A sociedade israelense não é a primeira a experimentar esse fenômeno, que tem uma importância incontestável na história contemporânea: os diversos grupos sociais votam contra seus interesses econômicos e de classe em nome de valores nacionais, culturais ou religiosos. Neste caso, trata-se de uma norma editada pelos fundadores, sem importar a sua posição social: sua história, sua religião e seu objetivo político superior são o Estado-nação judeu.
Uma vez os interesses de classe rejeitados em nome da unidade nacional, o mais fácil é convencer aqueles que se encontram abaixo na escala social de que toda a melhoria no nível de vida passa, necessariamente, pela liberdade dos mercados, pela privatização e desregulamentação, sem esquecer a redução do imposto de renda. Os israelenses estão convencidos que o trabalho constitui uma mercadoria como qualquer outra e que a “flexibilidade” é o segredo do sucesso.
Frente a essas ideias clássicas de neoliberalismo, o trabalhismo mostra sua impotência. Incapaz de uma crítica global do capitalismo de mercado, ele se dirige a um eleitorado velho e desmoralizado, que continua a votar nele, mais por hábito que por convicção. Com o passar do tempo, essa “clientela” foi reduzida a quase nada: em fevereiro de 2009, ela diminuiu a 10% dos votos, representados por 13 deputados. Os jovens fugiram do partido. Os palestinos, depois os chineses e tailandeses substituíram, há muito tempo, os trabalhadores manuais outrora enquadrados pelo sindicato (Histadrout) e o Mapaï. Nas universidades, a militância trabalhista é insignificante.
Shimon Peres, derrotado nas primárias de 2005 pelo sindicalista Amir Peretz, desertou para se unir ao Kadima. Vários eleitores trabalhistas concluíram que, se depois de meio século no partido, um antigo primeiro-ministro podia, da noite para o dia, passar para o campo adversário, essa organização não tinha, decididamente, nem ideias nem objetivos estratégicos pelos quais valesse a pena votar, tampouco combater. Sob essas condições, em março de 2006, 15% dos votos pertenciam ainda ao partido trabalhista, e os 19 assentos assim obtidos permitiram a Peretz se tornar ministro da Defesa no governo de Ehud Olmert, desertor centrista do Likud e sucessor de Ariel Sharon, vítima de uma hemorragia cerebral.

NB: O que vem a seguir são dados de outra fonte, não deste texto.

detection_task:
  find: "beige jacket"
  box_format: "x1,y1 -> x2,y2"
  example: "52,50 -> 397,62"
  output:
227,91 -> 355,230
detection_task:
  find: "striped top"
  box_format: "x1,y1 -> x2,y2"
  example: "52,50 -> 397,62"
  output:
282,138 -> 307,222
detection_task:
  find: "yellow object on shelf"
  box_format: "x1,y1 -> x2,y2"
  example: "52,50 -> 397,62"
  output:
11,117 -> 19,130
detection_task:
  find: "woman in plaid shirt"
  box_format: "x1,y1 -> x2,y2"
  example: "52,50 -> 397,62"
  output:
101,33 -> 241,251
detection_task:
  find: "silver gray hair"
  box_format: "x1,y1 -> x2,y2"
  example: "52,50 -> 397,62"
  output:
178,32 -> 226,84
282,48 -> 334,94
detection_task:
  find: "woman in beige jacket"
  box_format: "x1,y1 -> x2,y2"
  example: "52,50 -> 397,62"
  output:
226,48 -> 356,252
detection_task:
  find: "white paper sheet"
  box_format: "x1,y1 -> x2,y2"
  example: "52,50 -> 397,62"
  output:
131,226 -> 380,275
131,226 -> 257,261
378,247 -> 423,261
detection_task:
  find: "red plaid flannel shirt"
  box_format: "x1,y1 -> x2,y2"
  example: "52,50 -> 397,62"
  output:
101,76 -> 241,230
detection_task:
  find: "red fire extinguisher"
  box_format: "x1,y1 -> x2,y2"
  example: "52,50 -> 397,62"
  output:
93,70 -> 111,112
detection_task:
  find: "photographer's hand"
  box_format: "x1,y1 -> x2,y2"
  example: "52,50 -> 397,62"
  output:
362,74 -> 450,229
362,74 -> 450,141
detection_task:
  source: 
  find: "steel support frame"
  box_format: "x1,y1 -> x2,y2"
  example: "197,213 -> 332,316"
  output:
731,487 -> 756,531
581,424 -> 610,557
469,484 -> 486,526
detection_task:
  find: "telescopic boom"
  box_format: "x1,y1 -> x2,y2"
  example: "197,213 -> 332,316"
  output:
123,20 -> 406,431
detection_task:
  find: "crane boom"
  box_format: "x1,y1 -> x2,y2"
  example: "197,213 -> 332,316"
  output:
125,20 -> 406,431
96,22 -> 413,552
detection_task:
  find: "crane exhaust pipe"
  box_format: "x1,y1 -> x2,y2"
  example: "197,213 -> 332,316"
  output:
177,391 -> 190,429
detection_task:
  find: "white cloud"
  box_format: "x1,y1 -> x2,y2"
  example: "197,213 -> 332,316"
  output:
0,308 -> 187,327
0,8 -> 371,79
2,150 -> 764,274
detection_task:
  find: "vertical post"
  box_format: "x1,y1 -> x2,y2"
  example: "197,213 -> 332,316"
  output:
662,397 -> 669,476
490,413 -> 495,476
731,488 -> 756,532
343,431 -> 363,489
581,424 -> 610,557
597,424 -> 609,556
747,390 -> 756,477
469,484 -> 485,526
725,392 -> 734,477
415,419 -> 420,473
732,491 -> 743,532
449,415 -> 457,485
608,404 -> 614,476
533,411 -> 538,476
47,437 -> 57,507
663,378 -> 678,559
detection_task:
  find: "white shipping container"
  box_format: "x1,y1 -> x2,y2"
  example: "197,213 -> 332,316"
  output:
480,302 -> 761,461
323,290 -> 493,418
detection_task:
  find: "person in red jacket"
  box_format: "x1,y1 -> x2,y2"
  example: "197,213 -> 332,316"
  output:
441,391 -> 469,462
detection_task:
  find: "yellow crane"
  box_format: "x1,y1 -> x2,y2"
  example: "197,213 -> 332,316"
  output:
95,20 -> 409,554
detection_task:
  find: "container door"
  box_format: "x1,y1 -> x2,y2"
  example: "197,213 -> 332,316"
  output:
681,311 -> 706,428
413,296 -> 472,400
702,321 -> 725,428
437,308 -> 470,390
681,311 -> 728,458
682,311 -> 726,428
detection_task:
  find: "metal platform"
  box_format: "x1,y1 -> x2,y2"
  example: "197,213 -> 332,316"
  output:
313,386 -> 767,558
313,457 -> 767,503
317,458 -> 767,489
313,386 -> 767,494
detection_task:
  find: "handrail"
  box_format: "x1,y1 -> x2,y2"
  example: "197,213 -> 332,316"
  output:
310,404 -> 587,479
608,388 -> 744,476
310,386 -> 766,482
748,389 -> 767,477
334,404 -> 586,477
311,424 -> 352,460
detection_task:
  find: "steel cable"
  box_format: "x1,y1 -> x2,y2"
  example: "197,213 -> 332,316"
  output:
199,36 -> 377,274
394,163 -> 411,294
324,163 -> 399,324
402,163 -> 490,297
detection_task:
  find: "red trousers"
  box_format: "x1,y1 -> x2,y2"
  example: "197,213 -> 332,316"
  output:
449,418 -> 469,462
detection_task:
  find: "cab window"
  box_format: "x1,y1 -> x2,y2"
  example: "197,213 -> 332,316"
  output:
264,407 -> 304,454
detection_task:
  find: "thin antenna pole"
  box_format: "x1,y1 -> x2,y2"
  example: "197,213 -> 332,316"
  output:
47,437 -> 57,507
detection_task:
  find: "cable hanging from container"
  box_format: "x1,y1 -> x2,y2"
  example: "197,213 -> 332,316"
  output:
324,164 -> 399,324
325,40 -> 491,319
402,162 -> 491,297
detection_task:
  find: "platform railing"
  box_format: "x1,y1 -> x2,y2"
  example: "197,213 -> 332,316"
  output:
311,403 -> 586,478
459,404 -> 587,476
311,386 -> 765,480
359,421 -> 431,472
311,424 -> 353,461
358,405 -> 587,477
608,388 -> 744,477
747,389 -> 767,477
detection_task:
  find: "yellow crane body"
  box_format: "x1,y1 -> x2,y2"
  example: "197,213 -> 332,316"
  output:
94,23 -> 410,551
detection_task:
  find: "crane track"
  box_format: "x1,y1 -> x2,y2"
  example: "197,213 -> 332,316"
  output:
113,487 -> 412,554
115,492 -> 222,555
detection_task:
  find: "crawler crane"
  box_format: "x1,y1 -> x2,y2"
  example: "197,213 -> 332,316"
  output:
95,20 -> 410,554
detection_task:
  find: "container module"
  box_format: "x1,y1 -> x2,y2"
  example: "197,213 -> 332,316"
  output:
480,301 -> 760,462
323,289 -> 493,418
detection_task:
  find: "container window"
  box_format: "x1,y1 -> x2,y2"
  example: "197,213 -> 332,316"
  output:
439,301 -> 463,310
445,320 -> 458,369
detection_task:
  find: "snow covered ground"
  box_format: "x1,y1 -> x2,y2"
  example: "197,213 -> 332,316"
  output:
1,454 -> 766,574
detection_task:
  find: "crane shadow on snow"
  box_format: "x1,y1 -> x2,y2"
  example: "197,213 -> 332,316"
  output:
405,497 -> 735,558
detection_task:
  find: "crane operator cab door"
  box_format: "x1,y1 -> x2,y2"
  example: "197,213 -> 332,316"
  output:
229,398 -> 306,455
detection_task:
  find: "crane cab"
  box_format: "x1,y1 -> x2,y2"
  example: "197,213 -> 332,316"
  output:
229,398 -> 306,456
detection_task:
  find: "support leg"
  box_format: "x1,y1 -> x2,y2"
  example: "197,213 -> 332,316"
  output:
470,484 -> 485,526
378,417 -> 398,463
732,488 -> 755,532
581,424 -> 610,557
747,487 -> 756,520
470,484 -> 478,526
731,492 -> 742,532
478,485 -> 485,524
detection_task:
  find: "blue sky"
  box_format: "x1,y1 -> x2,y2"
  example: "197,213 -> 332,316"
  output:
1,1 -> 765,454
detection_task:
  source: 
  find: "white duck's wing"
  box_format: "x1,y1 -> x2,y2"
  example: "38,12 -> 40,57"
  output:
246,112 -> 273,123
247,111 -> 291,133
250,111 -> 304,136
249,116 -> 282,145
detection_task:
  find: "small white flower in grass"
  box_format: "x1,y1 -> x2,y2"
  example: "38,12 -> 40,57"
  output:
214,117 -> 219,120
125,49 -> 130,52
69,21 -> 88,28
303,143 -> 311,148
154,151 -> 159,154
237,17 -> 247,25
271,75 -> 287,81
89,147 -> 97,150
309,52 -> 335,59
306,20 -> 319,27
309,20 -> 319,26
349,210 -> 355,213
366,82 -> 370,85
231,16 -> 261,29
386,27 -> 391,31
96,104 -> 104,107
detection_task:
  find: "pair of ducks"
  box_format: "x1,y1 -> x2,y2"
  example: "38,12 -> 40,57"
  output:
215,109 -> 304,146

Porta-voz dos pequenos e médios assalariados, habitante da pequena cidade de Sderot, em frente a Gaza e proveniente de uma periferia em que o trabalhismo nunca pôde penetrar, Peretz encarnava a esperança de uma recomeço social-democrata. Podiam reconhecer nele os imigrantes vindos da África do Norte, no início dos anos 1950 e seus descendentes, há muito tempo fascinados pelas grandes figuras da direita nacionalista, de Menahem Begin a Ariel Sharon.
Mas, algumas semanas mais tarde, a segunda guerra do Líbano o colocou para fora do governo. A queda trabalhista ainda maior em 2009 pode comportar um elemento positivo para o futuro: a derrota de um partido dirigido por um militar que fez fortuna no dia seguinte de uma “vitória” em Gaza, da qual muitos israelenses se sentem envergonhados; e o sucesso de um Kadima conduzido pela senhora Tzipi Livni – e não o seu obstinado concorrente, o antigo general Shaul Mofaz.
Resta outro problema que também corrói os partidos sociais-democratas europeus: a falta de um líder de envergadura. A ausência, ao mesmo tempo, de ideias e de homens de Estado não dá esperanças exatamente de um futuro promissor. Os israelenses não são os únicos envolvidos. Mas, para eles, o tempo apressa, como em nenhum outro lugar.
*Zeev Sternhell é historiador.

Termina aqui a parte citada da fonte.